Rebuilding Place in the Urban Space

"A community’s physical form, rather than its land uses, is its most intrinsic and enduring characteristic." [Katz, EPA] This blog focuses on place and placemaking and all that makes it work--historic preservation, urban design, transportation, asset-based community development, arts & cultural development, commercial district revitalization, tourism & destination development, and quality of life advocacy--along with doses of civic engagement and good governance watchdogging.

Tuesday, October 30, 2012

An advertisement for undergrounding utility wires

I was involved in this issue starting around 2003, when I was on H Street Main Street and in the streetscape planning process I advocated for including electricity connections in treeboxes (or on light poles) to support festivals and such, and Pepco was intransigent, and then again when in the then Brookland Main Street program where the issue of undergrounding utilities on 12th Street NE in the commercial district came up as well.

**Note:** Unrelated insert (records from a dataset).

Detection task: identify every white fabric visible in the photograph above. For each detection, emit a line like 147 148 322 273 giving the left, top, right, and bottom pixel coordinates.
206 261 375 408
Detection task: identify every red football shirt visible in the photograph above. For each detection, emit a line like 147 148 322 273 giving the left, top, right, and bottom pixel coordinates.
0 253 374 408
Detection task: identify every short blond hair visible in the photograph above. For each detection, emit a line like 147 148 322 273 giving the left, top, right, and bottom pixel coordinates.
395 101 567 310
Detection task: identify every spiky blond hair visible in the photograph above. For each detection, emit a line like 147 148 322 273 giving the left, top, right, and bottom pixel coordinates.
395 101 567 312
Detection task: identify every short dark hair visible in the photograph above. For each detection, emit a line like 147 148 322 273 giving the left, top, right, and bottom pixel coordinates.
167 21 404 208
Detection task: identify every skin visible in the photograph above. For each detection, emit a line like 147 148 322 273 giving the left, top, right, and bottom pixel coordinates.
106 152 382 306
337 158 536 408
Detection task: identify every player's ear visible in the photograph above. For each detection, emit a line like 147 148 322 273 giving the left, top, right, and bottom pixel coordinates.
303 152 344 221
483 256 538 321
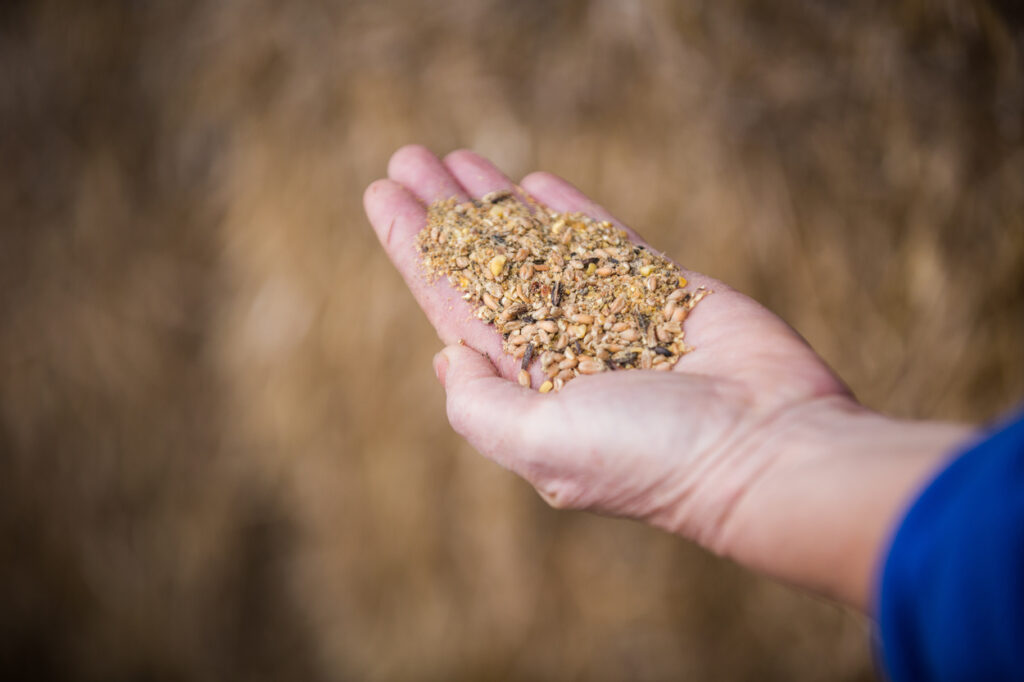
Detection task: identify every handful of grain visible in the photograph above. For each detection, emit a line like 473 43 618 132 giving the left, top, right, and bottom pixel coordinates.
417 191 710 393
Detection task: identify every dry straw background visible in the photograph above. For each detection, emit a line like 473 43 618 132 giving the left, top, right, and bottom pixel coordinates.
0 0 1024 680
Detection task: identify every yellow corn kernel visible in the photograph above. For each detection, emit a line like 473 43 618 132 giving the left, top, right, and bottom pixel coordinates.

Pepco argues that the cost of undergrounding is about $22 million/mile, or at least they did back then, which is about 15 times higher than national averages. (They were resistant to putting electric outlets in the streetlight poles on Barracks Row and they are still angry about how many years ago Adams Morgan Main Street had installed lighted sculpture-banners.)

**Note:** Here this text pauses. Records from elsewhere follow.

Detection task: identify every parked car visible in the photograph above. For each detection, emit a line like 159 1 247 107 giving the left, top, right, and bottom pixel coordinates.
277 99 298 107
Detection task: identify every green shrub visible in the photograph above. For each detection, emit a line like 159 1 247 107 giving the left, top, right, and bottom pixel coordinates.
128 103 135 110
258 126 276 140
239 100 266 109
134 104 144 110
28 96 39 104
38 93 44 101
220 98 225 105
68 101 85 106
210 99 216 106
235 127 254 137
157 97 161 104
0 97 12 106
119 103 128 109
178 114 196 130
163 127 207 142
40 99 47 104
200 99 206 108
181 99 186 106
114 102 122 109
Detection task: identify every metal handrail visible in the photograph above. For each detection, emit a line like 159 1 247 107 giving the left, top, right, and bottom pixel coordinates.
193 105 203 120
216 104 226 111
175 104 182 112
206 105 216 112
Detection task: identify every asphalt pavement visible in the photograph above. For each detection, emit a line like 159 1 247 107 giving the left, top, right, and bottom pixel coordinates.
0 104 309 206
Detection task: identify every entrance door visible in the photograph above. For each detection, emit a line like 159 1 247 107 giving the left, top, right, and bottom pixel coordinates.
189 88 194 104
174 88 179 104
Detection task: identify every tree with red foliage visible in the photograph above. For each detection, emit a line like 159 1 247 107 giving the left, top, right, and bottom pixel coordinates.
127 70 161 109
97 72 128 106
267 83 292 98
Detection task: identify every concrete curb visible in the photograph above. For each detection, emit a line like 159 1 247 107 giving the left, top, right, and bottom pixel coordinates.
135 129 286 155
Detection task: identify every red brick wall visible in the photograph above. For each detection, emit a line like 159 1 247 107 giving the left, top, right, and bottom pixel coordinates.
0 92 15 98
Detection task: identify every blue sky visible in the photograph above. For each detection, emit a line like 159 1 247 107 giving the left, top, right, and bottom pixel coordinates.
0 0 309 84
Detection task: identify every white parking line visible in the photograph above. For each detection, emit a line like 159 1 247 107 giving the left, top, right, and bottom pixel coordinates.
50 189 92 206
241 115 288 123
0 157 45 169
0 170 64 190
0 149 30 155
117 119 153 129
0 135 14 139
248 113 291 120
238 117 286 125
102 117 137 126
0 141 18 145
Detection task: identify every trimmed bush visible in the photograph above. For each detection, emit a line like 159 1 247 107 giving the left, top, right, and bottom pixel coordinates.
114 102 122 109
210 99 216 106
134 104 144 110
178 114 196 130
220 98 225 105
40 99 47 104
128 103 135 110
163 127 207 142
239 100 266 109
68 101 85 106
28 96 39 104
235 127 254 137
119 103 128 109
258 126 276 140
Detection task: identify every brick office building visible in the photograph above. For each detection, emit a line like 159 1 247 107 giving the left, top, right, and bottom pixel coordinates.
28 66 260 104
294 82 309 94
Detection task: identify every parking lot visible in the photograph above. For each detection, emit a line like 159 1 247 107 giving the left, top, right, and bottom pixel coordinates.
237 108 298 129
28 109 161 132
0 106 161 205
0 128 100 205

(I've written about the Brookland situation before.  Basically the involved citizens were mostly focused on being a**holes to the city planners and consultants during the streetscape redesign planning process and not on developing a unified position arm-and-arm with the city and the planners vis-a-vis Pepco and their intransigence.  Then after the streetscape was constructed, some residents sued the city.  Talk about not knowing how to organize and make your case...)

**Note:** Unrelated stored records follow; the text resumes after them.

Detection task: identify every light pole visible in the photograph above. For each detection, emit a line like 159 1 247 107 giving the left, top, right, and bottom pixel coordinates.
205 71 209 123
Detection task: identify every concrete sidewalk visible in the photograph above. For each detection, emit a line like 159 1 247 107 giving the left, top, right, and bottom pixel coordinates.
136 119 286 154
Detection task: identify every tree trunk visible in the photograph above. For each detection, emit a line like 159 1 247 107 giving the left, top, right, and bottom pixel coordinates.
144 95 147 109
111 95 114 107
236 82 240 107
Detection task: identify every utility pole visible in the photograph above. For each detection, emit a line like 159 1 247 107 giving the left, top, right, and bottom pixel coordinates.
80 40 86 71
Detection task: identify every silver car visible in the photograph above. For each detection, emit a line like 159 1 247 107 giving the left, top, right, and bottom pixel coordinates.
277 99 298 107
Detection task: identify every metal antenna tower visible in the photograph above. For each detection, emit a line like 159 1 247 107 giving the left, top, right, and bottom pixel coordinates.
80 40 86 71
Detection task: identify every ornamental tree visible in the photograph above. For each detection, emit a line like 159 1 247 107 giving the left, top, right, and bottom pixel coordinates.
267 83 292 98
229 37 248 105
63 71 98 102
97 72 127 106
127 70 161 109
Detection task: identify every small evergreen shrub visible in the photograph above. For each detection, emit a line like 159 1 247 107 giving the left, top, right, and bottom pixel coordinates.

So the fact that now there is a city task force on the issue, that elected officials care about seems pretty old news to me.  See "Storm result: D.C., Pepco to study underground utilities" from the Washington Times and the DC Mayoral press release "Mayor Vincent C. Gray Hosts First Meeting of Power Line Undergrounding Task Force."

But the photo (Kansas Avenue at Gallatin? Street NW, northwest corner) shows another reason to underground utility wires when possible.  Trees sure get butchered in the process of maintaining above-ground wires.

Labels:

1 Comments:

At 2:39 PM, Blogger IMGoph said...

Un-effing-believable. Does the tree still look like that, or did they just pull the whole thing down?